Suite aux critiques des ONG, le Qatar a promulgué d’importantes réformes du droit du travail. Elles prévoient notamment une hausse du salaire minimum et une procédure de changement d'employeur simplifiée. Un pas important vers la protection des travailleurs migrants.
Le 30 août 2020, deux nouvelles lois sur le travail ont été promulguées au Qatar. Elles doivent permettre d’améliorer le sort des travailleurs migrants dans le pays. Mais il faut rester vigilant : leur pleine application est essentielle si le pays veut réellement mettre fin à l'exploitation de cette main-d'œuvre.

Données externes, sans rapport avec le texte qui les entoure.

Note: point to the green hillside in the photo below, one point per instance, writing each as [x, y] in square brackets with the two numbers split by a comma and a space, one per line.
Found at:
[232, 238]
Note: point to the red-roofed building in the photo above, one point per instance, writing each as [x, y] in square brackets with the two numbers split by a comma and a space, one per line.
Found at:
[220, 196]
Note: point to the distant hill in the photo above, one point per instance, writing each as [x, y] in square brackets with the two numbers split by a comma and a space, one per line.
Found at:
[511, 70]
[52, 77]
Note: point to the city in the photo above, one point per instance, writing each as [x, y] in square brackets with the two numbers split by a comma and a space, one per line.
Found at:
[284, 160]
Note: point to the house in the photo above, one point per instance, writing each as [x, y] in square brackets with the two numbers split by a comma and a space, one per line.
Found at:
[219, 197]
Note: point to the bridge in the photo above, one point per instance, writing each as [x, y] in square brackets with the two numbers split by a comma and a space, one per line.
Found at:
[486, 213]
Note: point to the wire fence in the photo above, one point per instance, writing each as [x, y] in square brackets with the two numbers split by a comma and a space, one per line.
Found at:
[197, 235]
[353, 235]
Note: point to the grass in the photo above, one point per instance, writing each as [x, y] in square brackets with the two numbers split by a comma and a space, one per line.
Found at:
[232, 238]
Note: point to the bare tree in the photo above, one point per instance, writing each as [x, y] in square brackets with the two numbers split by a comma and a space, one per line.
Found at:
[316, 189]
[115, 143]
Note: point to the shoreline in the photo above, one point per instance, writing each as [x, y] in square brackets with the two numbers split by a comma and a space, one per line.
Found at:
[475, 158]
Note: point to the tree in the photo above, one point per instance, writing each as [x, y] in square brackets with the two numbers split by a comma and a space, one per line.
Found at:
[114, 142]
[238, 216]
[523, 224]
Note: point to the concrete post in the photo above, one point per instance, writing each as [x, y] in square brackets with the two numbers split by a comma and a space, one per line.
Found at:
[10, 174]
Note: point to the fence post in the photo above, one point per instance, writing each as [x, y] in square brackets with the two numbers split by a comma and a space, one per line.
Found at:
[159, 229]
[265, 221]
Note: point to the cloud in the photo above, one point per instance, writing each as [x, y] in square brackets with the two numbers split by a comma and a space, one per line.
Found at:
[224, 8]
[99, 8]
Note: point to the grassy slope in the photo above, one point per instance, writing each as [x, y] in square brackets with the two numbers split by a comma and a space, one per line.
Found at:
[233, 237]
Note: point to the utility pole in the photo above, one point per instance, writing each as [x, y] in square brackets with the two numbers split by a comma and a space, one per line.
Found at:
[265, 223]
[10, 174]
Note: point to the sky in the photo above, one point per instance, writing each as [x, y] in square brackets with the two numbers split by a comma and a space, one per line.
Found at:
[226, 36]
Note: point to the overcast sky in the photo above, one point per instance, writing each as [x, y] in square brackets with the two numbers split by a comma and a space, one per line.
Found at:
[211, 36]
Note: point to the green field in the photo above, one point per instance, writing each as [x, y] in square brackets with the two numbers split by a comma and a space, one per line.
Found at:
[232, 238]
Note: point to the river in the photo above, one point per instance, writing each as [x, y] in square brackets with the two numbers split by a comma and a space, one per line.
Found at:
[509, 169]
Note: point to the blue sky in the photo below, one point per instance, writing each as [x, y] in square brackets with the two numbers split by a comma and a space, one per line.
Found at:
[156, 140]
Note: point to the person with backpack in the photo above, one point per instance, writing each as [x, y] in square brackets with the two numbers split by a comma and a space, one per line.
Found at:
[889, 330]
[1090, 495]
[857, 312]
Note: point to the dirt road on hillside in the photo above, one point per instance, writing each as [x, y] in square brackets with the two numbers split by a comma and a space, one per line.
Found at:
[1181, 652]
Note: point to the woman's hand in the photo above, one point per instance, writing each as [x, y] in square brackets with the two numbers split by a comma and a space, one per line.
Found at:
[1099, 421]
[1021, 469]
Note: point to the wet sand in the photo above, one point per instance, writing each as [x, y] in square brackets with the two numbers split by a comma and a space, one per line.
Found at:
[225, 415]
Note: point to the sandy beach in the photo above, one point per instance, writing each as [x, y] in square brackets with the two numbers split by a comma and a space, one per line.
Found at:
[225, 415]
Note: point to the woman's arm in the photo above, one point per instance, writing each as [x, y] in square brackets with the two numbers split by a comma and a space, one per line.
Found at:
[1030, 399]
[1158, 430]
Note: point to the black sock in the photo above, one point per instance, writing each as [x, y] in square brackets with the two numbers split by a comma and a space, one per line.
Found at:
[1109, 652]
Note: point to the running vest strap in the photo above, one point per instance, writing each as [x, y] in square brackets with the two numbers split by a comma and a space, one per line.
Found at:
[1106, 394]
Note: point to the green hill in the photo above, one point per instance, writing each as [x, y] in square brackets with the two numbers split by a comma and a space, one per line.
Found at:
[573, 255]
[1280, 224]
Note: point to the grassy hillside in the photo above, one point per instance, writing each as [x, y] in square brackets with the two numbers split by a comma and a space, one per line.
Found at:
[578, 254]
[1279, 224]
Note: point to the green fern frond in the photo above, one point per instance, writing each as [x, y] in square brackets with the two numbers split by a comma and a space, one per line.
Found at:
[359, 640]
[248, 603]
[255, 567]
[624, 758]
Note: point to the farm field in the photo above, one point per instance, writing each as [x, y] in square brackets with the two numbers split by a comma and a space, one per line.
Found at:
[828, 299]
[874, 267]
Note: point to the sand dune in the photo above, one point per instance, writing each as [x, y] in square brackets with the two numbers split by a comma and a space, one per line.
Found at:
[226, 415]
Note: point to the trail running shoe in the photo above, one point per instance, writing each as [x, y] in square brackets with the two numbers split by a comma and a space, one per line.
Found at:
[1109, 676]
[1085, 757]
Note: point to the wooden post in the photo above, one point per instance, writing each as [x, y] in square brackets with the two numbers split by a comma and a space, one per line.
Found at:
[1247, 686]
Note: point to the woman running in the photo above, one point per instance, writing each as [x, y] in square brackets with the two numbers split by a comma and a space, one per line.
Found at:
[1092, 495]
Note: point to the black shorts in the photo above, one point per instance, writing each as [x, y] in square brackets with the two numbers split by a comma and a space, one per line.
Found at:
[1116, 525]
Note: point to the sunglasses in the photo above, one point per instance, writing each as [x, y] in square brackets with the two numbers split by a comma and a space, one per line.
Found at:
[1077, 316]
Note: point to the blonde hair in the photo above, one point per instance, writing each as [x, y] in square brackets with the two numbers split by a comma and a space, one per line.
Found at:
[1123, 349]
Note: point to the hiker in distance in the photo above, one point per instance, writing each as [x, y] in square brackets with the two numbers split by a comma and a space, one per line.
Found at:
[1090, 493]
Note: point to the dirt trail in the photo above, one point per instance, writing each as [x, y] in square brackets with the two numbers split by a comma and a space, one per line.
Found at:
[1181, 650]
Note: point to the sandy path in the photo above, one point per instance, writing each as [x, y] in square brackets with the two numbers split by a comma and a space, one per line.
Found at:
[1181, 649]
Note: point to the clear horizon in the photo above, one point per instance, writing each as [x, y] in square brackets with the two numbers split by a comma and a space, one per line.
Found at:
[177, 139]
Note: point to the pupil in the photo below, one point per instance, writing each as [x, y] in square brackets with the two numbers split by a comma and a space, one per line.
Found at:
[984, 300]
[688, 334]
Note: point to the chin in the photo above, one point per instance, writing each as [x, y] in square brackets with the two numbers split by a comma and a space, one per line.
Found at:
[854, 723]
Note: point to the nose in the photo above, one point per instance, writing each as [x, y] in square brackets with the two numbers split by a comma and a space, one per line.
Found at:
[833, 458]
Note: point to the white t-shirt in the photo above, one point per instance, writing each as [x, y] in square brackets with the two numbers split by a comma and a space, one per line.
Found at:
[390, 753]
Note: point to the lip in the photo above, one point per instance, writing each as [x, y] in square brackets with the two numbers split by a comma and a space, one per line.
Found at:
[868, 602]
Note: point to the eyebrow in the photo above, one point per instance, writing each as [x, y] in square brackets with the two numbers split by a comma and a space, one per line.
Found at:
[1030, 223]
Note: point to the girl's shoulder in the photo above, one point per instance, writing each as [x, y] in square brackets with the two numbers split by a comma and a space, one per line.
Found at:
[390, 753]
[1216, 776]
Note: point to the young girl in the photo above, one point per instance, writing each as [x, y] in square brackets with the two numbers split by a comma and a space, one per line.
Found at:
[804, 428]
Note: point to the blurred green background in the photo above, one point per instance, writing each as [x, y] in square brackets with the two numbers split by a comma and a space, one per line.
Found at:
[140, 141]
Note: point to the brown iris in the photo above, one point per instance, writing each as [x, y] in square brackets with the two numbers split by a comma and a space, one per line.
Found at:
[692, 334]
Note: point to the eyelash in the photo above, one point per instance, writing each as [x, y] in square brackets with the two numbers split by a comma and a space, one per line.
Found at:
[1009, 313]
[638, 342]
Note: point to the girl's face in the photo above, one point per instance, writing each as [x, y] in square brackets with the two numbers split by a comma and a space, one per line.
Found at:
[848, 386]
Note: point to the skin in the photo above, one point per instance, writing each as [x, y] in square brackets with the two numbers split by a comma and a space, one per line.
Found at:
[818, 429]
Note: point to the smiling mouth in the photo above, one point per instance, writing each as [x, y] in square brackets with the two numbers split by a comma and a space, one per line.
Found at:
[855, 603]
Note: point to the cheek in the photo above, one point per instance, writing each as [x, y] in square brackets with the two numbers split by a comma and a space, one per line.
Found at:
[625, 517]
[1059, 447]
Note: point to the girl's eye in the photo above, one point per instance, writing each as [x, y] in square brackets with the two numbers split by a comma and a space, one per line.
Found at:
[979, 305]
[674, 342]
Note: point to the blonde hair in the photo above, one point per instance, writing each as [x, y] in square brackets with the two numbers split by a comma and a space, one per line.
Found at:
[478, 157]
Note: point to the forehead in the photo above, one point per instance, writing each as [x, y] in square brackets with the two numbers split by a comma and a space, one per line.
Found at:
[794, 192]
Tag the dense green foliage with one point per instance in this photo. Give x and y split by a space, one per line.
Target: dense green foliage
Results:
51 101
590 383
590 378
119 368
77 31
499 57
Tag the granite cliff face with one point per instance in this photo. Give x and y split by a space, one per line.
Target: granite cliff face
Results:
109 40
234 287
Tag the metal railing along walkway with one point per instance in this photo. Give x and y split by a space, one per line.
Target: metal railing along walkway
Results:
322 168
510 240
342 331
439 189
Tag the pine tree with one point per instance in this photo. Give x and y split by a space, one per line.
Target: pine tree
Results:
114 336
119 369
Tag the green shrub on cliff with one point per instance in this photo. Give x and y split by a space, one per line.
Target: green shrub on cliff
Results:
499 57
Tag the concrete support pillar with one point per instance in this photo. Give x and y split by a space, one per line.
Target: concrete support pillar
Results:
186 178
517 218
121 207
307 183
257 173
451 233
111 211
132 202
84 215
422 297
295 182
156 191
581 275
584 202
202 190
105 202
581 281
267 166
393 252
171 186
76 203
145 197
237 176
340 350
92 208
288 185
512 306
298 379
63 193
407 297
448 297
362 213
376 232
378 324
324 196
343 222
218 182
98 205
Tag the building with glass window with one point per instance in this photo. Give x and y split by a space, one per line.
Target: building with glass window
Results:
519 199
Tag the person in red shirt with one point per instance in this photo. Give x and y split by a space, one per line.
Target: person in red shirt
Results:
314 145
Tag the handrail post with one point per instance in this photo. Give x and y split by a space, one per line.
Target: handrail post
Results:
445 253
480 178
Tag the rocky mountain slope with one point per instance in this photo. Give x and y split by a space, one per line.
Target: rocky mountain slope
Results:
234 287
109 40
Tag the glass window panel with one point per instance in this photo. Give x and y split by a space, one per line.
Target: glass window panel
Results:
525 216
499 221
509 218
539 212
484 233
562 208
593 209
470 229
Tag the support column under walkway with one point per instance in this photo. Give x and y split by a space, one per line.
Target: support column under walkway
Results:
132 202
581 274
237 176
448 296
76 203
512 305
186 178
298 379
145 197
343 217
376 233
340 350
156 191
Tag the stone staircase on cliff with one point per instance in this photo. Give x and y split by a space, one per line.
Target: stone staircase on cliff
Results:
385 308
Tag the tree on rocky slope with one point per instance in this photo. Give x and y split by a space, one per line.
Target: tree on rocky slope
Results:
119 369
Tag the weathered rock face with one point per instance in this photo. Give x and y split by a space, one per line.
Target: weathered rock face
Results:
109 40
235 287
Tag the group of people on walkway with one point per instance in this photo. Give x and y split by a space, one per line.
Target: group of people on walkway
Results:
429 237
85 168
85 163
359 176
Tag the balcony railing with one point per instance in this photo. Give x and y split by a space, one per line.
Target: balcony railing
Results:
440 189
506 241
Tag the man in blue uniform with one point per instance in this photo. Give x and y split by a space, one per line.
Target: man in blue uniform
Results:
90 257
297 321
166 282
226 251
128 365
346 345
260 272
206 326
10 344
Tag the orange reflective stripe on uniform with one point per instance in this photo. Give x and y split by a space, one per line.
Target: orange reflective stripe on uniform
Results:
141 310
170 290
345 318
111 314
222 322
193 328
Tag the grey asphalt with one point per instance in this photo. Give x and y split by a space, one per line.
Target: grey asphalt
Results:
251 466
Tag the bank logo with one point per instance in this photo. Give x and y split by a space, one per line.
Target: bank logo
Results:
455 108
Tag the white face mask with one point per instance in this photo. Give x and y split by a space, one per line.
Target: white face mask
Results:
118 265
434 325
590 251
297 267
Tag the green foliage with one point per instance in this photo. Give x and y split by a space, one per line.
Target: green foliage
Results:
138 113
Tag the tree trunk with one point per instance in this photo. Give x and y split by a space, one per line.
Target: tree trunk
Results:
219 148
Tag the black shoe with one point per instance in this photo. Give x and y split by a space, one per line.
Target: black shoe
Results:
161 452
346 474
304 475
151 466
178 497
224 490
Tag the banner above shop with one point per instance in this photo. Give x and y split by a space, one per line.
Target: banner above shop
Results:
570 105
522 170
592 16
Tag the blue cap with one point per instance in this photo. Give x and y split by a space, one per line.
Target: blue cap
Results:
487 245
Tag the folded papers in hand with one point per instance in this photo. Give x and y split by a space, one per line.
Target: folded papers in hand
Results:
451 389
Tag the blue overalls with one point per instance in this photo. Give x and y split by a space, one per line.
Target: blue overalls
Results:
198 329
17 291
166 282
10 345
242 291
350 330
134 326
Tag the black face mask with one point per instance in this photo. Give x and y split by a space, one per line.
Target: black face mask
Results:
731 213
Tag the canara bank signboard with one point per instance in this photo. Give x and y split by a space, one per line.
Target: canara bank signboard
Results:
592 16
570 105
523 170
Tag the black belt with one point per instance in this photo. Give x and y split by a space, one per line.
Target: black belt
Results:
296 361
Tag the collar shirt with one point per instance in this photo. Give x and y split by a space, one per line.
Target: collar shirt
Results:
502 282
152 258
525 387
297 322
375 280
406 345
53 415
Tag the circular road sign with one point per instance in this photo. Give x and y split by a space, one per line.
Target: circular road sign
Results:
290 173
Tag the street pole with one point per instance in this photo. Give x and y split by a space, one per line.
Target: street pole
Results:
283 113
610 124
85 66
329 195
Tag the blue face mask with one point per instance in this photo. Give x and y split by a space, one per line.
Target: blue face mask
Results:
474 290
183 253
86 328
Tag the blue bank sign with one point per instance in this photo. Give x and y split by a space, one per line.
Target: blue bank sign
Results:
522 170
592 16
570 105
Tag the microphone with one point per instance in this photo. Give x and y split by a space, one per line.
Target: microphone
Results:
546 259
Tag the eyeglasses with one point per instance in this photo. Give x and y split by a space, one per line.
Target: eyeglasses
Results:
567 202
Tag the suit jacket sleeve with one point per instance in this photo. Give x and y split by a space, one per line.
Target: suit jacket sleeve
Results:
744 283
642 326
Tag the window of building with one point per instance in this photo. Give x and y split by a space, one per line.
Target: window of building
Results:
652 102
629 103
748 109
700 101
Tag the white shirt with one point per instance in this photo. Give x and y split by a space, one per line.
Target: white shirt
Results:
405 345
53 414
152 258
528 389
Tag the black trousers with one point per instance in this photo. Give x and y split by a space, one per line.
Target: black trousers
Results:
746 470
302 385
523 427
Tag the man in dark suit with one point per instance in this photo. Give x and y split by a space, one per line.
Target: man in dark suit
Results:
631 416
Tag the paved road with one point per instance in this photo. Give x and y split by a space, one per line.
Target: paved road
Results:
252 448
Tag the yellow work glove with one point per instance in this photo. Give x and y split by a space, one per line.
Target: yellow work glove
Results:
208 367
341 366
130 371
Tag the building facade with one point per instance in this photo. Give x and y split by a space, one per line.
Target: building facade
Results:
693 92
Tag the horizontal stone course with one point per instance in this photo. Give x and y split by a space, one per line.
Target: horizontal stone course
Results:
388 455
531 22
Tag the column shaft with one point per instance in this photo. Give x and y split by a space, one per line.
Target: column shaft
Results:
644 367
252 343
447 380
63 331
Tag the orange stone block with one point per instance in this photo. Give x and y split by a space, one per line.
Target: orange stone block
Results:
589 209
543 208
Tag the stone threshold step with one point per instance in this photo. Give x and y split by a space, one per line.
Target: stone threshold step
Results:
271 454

Changer d’emploi sans autorisation
La première réforme doit permettre d’abolir le certificat de non-objection qui empêche les travailleurs migrants de changer d'emploi sans l'autorisation de leur employeur. En vertu de cette nouvelle loi, les travailleurs pourront quitter leur emploi en donnant un préavis écrit d'un mois s'ils ont travaillé pour l'employeur pendant moins de deux ans, ou de deux mois s'ils ont travaillé pour lui pendant plus longtemps. Le travailleur n'aura pas à payer ces frais, et la demande de transfert sera traitée par le ministère du Travail.
Si elle est mise en œuvre comme promis, la suppression des restrictions imposées aux travailleurs qui changent d'emploi devrait permettre à ces derniers d'échapper plus facilement aux abus. C’est un signe encourageant qui montre que le Qatar est peut-être enfin sur la bonne voie.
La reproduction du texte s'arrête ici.